Kunstwerk des Monats im Juni 2014
01. Juni 2014
"Petersburger Hängung" - Eine ungewohnte Sicht
Vorgestellt von: Dietrich Meyerhöfer
Anlässlich einer kleinen Umgestaltung der Gemäldesammlung und der Idee, dass nach längerer Zeit wieder mehr niederländische Gemälde des 16. und 17.Jahrhunderts der Öffentlichkeit präsentiert werden sollen, kam die Idee auf, die Bilder in der sogenannten Petersburger Hängung zu zeigen. Dabei werden die Gemälde eng neben und übereinander gehängt.
Diese Art der Präsentation ist für den heutigen Betrachter ungewöhnlich bis verstörend. Sind wir es doch gewohnt, Kunstwerke möglichst einzeln zu betrachten.
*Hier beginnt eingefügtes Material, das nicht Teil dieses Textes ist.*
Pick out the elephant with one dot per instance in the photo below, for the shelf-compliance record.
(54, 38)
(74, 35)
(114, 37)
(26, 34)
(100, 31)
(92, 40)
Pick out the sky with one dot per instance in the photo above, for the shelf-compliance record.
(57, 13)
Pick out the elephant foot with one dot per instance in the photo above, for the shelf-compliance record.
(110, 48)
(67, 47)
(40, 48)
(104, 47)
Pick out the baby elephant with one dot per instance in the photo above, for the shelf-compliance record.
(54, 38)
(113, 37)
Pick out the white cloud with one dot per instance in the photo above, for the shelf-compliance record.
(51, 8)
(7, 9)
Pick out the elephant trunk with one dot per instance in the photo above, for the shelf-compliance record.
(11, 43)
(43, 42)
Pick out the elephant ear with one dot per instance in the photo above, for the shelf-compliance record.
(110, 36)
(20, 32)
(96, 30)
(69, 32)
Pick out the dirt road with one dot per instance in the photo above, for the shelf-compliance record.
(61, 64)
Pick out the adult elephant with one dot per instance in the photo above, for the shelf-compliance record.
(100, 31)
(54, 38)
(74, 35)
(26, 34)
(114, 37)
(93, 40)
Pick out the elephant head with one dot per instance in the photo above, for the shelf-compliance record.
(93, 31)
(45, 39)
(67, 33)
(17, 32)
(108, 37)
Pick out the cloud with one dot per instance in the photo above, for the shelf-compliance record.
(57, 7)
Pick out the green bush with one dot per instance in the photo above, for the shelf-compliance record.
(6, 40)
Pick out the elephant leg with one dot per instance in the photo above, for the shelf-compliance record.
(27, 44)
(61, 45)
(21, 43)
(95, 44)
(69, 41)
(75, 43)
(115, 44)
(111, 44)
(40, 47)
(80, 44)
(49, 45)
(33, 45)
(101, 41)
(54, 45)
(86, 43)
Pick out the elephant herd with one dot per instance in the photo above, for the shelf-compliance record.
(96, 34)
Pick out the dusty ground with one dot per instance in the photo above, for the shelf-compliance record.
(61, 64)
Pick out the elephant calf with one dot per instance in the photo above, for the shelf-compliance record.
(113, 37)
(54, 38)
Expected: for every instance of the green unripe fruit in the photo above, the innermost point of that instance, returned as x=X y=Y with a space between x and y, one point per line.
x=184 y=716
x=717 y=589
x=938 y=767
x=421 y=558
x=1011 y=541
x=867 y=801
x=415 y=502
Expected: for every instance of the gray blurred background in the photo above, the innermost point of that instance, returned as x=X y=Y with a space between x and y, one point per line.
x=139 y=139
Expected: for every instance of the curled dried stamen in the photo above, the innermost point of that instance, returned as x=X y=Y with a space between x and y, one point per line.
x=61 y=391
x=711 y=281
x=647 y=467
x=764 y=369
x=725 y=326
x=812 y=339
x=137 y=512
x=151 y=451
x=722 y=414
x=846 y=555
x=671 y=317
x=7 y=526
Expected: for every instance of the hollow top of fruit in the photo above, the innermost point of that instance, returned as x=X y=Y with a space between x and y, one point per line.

Wie hat sich Gemäldehängung historisch entwickelt? Der eigene Typus einer Gemäldegalerie entwickelte sich erst im 17. Jahrhundert aus den Kunst- und Wunderkammern heraus. In diesen wurden neben Artefakten von Menschenhand wie Skulpturen, Arbeiten auf Papier und Gemälden besonders Gegenstände der Natur zusammengetragen, z. B. Muscheln, Steine, getrocknete Pflanzen und Vogelfedern. Sowohl Arteficialia als auch Natuaralia standen sich in diesen Kammern gleichberechtigt gegenüber, wie auch im "Königlichen Academischen Museum" der Georgia Augusta, das 1773 gegründet worden war.
Im 17. Jahrhundert wurden diese beiden Bereiche von den Sammlern, egal ob adelig oder bürgerlich, in Spezialsammlungen aufgelöst. Es entstanden die ersten eigenständigen Museen, die sich aber beispielsweise in den speziell für diesen Zweck eingerichteten Räumen für Gemälde stark von den heutigen Museen unterschieden. Betrachtet man sich Galerien des europäischen Hochadels, wie z. B. die des Erzherzogs Leopold Wilhelm von Habsburg-Lothringen in Brüssel, sieht man, dass die Gemälde nach Schulen getrennt dicht neben- und übereinander gehängt waren. Es fällt dem heutigen Betrachter sehr schwer, sich innerhalb dieser Art der Präsentation zu orientieren. An diese Hängung haben sich dann auch die Museen bis weit ins 19. Jahrhundert gehalten. Auch die großen Privatsammlungen wie z. B. diejenige des Berliner Sammlers James Simon richten sich nach der Barockhängung.
Erst am Anfang des 20. Jahrhunderts kam es mit Übergangslösungen zu einer Gemäldepräsentation, wie wir sie heute kennen und schätzen. Eine erste Einzelhängung konnten die Besucher der Berliner Jahrhundertausstellung in allen Räumen der Nationalgalerie im Jahr 1906 erleben.